Y casi todo tiene un valor monetario; el insufrible payaso del circo y el alimento que brota la tierra; el carpintero hiriente del árbol y el agua que viene de afuera; el hacedor del hierro y del acero y el calor para no morir en invierno.  Números y más números, en los billetes y en las monedas, en nuestras tumbas y en las estepas, en los muros, en los meses y en los años… en casi todo; pues definitivamente, los números pueden ser remplazados.

Pero nos dicen que hay que ser tolerantes, aceptar las diferencias y continuar la vida como si nada; y si cada cual se pusiera en los zapatos de cada quién, si la miseria de los barrios pobres fuera vivida por los ricos, si los dueños de las fábricas se vistieran de obrero y los niños hambrientos y desposeídos durmieran en cunas mullidas, ¿entonces habría quiénes hablaran de tolerancia?  Si despertarse en las madrugadas e ir con la lluvia golpeando en la cara para cumplir un horario, si el que sólo en festones y modas se yergue y no conoce de vestidos raídos y malos olores, si el que tiene que ser y no puede serlo es tolerancia, ¿entonces la vida es justa?

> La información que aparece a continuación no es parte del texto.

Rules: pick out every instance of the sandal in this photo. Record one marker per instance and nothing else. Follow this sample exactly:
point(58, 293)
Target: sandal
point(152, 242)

Si el que oprime pasa a ser oprimido, si en sus manos limpias y delicadas habitara el callo y la suciedad que marca el trajín diario, si en lugar de Paco Rabanne o Chanel oliera al sudor del cansancio, o vistiera en baratijas populacheras en vez de Christian Lacroix, Kenzo o Versace, ¿en ellos habrá tolerancia?

Uno va por la calle sin pensar en voz alta y de golpe se encuentra a la “Comedia Humana”: al frágil silencio que rompe una lágrima, al mimo burlón y al cura en sotana; a unos y a otros con miedo y con rabia, a mí mismo sombreado en la acera y a los demás como yo, pensativos, mustios y con la mirada extraviada.